THE DATA CONTRACT PLANE · v0.7 · FOR DESIGN PARTNERS

One contract. Every engine. Every agent.

The Data Contract Plane for Open Lakehouses. A Data Contract describes one dataset along three coupled dimensions — what it means, who can see it, and what state it's in. Neksur compiles the Contract per engine, enforces it at the catalog and the write path, and proves enforcement as audit-grade evidence. Spark, Trino, Snowflake, Dremio, AI agents over MCP: same Contract, same guarantees, same audit trail.

v0.7 · design partner phase self-host BSL Core or managed SaaS SOC 2 Type II in progress
One Contract, enforced across every engine and agent SparkTrinoSnowflakeDremioAI agents over MCP
The state of multi-engine, multi-consumer lakehouses

The open lakehouse made three promises. It kept one.
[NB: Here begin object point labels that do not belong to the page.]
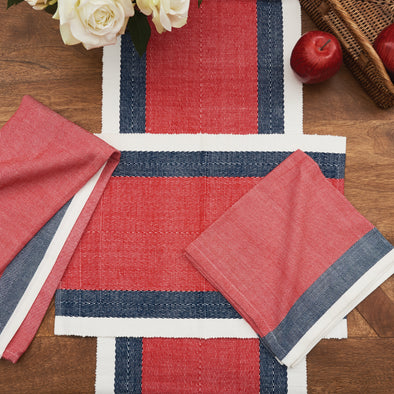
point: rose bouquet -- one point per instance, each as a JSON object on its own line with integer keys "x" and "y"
{"x": 96, "y": 23}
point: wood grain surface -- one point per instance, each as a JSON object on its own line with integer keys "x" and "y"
{"x": 33, "y": 60}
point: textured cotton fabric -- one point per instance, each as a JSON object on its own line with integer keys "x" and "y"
{"x": 129, "y": 276}
{"x": 130, "y": 279}
{"x": 293, "y": 257}
{"x": 226, "y": 71}
{"x": 52, "y": 174}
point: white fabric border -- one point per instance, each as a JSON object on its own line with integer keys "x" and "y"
{"x": 43, "y": 270}
{"x": 152, "y": 327}
{"x": 297, "y": 378}
{"x": 111, "y": 89}
{"x": 226, "y": 142}
{"x": 381, "y": 271}
{"x": 105, "y": 365}
{"x": 293, "y": 98}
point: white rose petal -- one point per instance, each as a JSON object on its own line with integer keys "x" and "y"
{"x": 166, "y": 13}
{"x": 95, "y": 23}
Iceberg kept the first promise: one copy of the data. The other two quietly broke. We close the gap with a single object — the Contract.

01 · Promise 01

One copy of the data.

Kept

Iceberg solved it: one immutable table format, ACID, schema evolution, time travel. Every engine reads the same parquet from the same object store. The hard physics problem is done.

02 · Promise 02

Any engine, anywhere.

Broken in practice

Each engine ships its own access-control model — Spark, Trino, Snowflake Horizon, Dremio each honor a different one. Add an AI agent over MCP for a fifth. Same data, four to five ideas of who's allowed to see what. The auditor sees one of them.

03 · Promise 03

Governance you can defend.

Never delivered

The Unity Catalog April 2026 release documents what practitioners knew for two years — row filters and column masks do not flow through Iceberg REST to external engines. Horizon is the same; Polaris doesn't try. The 30-day evidence pull is a manual scramble across four engines and three tools.

The first promise was a physical-format problem. The second and third are semantic, access, and state problems — three things that travel together and must be enforced together. That is what a Contract is.

The 12-month window

Three events in 2026 made this possible — and unavoidable.
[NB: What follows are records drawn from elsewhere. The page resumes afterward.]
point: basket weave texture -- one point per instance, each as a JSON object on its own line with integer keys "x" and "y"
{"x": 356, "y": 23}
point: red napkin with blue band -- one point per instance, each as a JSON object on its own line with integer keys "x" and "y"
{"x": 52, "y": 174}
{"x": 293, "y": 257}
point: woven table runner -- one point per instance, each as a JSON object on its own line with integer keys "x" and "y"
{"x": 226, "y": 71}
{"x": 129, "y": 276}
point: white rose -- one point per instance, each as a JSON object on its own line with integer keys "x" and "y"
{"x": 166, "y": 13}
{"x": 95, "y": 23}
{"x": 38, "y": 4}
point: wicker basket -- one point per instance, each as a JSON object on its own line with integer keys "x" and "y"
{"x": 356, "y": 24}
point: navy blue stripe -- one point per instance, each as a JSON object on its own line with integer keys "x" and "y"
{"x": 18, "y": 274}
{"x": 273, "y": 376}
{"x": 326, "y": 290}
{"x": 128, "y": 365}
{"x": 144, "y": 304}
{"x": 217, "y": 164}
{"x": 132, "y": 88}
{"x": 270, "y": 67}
We are not building a category. We are inhabiting a category that the industry just opened. The window is short.

  1. Event 01 January 27, 2026 → Meaning

    Open Semantic Interchange v1.0 finalized.

    Snowflake, dbt Labs, Cube, AtScale, Databricks, and 40+ partners agreed on a vendor-neutral YAML for semantic metadata. The Meaning dimension now has a portable wire format. Neksur is OSI-native in the NEKSUR vendor namespace.
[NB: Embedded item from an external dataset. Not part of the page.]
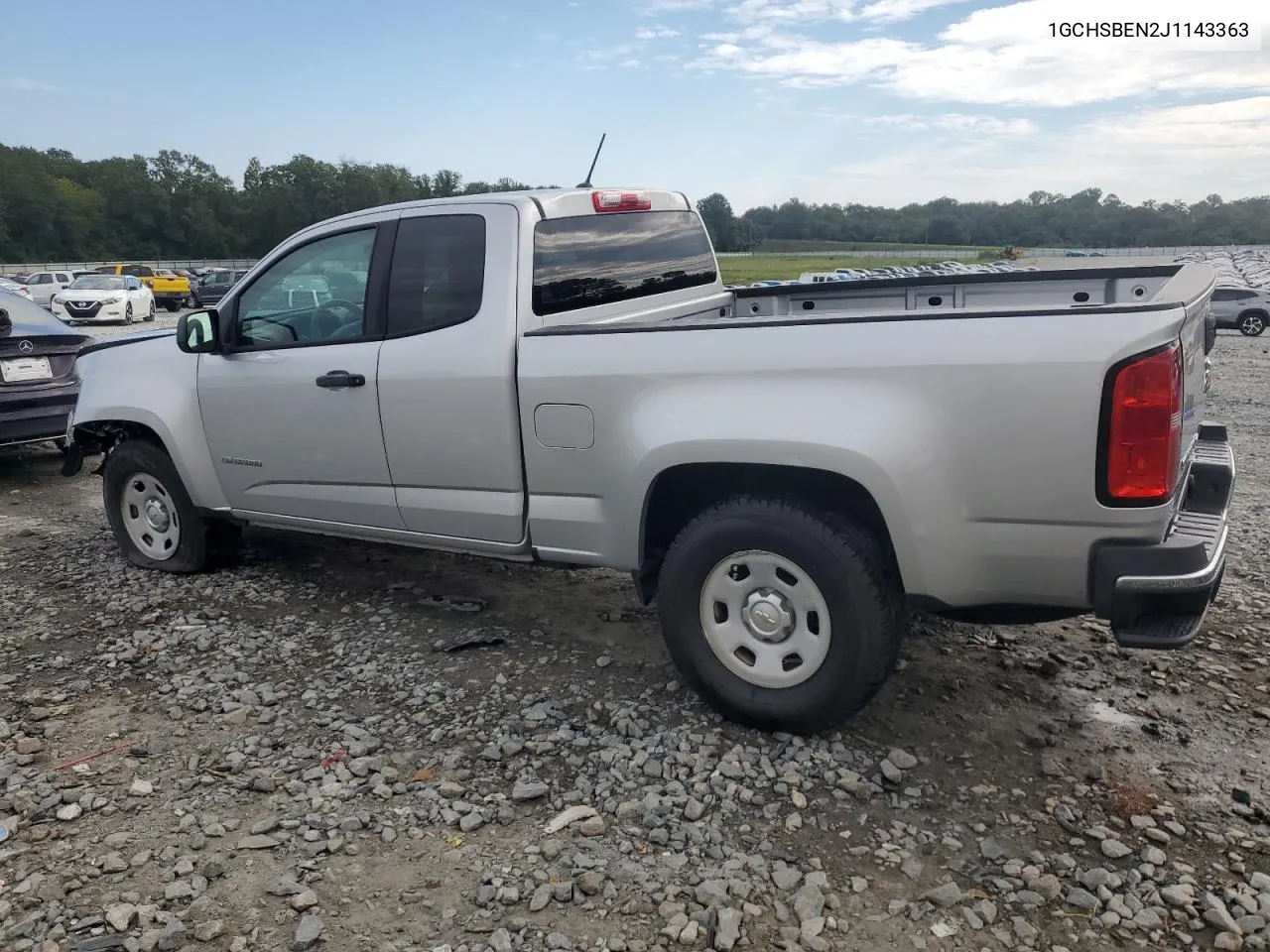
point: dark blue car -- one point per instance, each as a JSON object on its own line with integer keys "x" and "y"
{"x": 39, "y": 386}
  2. Event 02 April 2026 → State

    Iceberg v3 shipped deletion vectors and row lineage.

    Both went GA. GDPR cascade erasure became a primitive. The State dimension — pinned snapshots, branch-aware retention, cryptographic time-travel — now has its storage substrate.

  3. Event 03 April 2026 → Access

    Unity Catalog published the limitation.

    Databricks documented that row filters and column masks on Unity-governed tables do not propagate to external engines via Iceberg REST. A structural property of every platform-native governance solution, not a bug. The Access dimension is the answer.

Three events. Three Contract dimensions. The platform-native vendors cannot close this by design — closing it requires being outside the platform.

The central object

One Contract per dataset. Three coupled dimensions. Every consumer reads the same one.

A Data Contract is a runtime-enforced object, not a YAML in a repo. It is the authoritative source: every other view of the dataset is reconciled back to it. One Contract, one history, one audit log, one rollback button.

01 · Meaning

What does this data mean?

Owns
Analytics Engineer
Reads
Governance, Platform
  • Metrics, dimensions, hierarchies, time intelligence.
  • Semantic invariants that survive dialect translation.
  • OSI representation in the NEKSUR vendor namespace.
  • Meaning is grounded, not free-floating: each metric is anchored to a glossary term in the ontology and to the tags in the taxonomy.

Guarantee. Same numbers in Spark, Trino, Snowflake, Dremio — and when an agent asks. A metric inherits the sensitivity of the columns it is computed over; declassifying it takes an explicit governance-steward attestation, and the numbers stay exact.

02 · Access

Who can see what, under which conditions?

Owns
Governance Officer
Reads
Analytics, Platform
  • RBAC, ABAC, row filters, column masks, retention, agent scope.
  • Authored in one language, compiled to whatever the engine speaks.
  • Classify once, govern everywhere: a policy scoped to a sensitivity tag governs every column that carries that tag, automatically, as detection finds new ones.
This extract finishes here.